Opening to Pure Awareness: a Foundational Retreat
The Buddhist path for cultivating the conditions for recognition and stabilization of this awareness is a science of the mind. The Theravada teachings of the mindfulness meditation tradition will provide a basis for the teachings in this retreat, while the heart of the retreat will draw primarily on the Indo-Tibetan essence traditions that point directly to the mind’s nature. By emphasizing concentration early in the retreat, we can use the stability of the mind to explore how the mind constructs inner and outer experience. Nonduality meditations help us further to set the conditions for the mind to settle into openness. The emphasis is on cultivating direct meditative experience of what is being taught. The explanations aim to adapt these teachings to the modern western culture, including some discussion of similarities and differences between western psychology and the Buddhist approach to cultivating freedom from suffering.

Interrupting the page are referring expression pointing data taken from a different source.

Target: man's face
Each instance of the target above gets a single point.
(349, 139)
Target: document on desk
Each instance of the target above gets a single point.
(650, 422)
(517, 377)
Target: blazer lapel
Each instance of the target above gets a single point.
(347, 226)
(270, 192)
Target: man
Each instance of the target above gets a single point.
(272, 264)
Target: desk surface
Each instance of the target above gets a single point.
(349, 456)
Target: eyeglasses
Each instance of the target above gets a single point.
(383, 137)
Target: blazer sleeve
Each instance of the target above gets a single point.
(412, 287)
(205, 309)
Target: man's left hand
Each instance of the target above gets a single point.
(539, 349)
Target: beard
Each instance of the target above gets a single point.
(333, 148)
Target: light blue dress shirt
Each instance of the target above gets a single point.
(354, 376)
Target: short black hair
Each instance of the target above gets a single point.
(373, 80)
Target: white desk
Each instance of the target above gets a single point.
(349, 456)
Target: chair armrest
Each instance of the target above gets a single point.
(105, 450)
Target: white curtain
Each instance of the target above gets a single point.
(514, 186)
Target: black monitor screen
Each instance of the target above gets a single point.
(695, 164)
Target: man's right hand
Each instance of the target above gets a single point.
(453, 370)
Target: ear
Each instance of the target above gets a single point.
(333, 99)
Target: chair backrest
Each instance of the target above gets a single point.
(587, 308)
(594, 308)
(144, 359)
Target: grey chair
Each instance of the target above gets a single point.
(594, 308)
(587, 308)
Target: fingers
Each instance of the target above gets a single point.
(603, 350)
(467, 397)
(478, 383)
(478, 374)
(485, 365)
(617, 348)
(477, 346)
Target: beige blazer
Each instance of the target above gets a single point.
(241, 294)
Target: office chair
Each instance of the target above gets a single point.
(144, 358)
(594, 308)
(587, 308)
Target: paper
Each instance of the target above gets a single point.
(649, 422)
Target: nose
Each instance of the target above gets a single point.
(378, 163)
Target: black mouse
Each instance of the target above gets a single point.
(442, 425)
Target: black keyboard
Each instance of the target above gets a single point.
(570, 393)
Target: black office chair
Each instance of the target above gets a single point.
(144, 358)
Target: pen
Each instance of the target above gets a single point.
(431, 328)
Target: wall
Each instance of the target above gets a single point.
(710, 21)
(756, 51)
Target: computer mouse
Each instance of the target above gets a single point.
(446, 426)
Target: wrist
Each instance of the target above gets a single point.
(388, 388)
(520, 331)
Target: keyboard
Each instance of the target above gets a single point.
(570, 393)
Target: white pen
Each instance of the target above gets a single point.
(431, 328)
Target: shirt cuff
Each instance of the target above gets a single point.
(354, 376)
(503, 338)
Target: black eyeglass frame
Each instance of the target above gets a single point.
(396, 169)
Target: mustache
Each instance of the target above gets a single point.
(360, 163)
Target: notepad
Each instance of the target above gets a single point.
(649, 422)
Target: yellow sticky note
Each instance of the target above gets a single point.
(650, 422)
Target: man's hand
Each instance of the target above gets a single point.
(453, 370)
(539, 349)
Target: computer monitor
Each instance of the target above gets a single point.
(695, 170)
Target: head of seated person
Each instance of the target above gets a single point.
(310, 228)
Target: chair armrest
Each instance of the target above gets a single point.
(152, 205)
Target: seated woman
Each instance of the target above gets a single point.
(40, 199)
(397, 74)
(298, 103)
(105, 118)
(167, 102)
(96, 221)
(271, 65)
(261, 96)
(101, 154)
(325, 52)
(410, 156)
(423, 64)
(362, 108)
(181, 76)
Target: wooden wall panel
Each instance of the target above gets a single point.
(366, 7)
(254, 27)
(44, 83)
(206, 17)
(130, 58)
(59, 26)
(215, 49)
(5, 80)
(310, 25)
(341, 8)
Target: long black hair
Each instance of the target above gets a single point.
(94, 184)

From the time of the earliest teaching by the Buddha himself, the emphasis was on individualized instruction, which can get lost when people are taught in large groups, as is often the case in contemporary Buddhist teaching. This retreat will include guided meditations, group discussion of meditation experience, and individualized instruction within the group setting. The group discussion allows participants to learn from each other. The group will be no larger than 25 people.
Susan Mickel, M.D., Ph.D. Susan has been meditating for over twenty-five years, first in the Christian tradition, then in the Burmese mindfulness tradition, and since 2003 in the Tibetan Mahamudra and Dzogchen traditions. She was authorized to teach Vipassana meditation by Mary Jo Meadow, PhD. Susan first taught Theravada Vipassana retreats with Resources for Ecumenical Spirituality, which offers Christian-Buddhist retreats. In 2001 she completed a certificate in ecumenically oriented Christian spiritual guidance from Shalem Institute for Spiritual Formation. In 2005 she was authorized by Daniel Brown, PhD to teach Indo-Tibetan Mahamudra. She taught Mahamudra meditation retreats with Pointing Out the Great Way for ten years. Currently Susan’s main teachers are Khenpo Tsewang Dongyal Rinpoche, Rahob Rinpoche Thubten Kalsang, Yongey Mingyur Rinpoche, and Tulku Sang-ngag Rinpoche.
Interested in the mind since she can remember, Susan’s college major was comparative religions, her primary teacher being a student of Mircea Eliade. After medical school at Emory University, she worked as a behavioral neurologist and directed a memory disorders clinic for 22 years at a large nonprofit multispecialty clinic. In 2004 she returned to school for a clinical psychology Ph.D. and in 2013 became a licensed psychologist. She has wide interests in psychology including attachment, geriatrics, trauma, and integrative assessment of persons with potentially neurologically-based behavior problems. Her guiding interest in all her work is how one can influence people to help them decrease their suffering and increase happiness.
Currently Susan’s main activity is a three-year Nyingma Dzogchen meditation retreat, which she began in January 2015. The retreat is unconventional in that she is based in her home and continues to work about two days a month; Rahob Rinpoche Thubten Kalsang, Khenpo Tsewang Dongyal Rinpoche, and Tulku Dawa Gyalpo are supporting the retreat.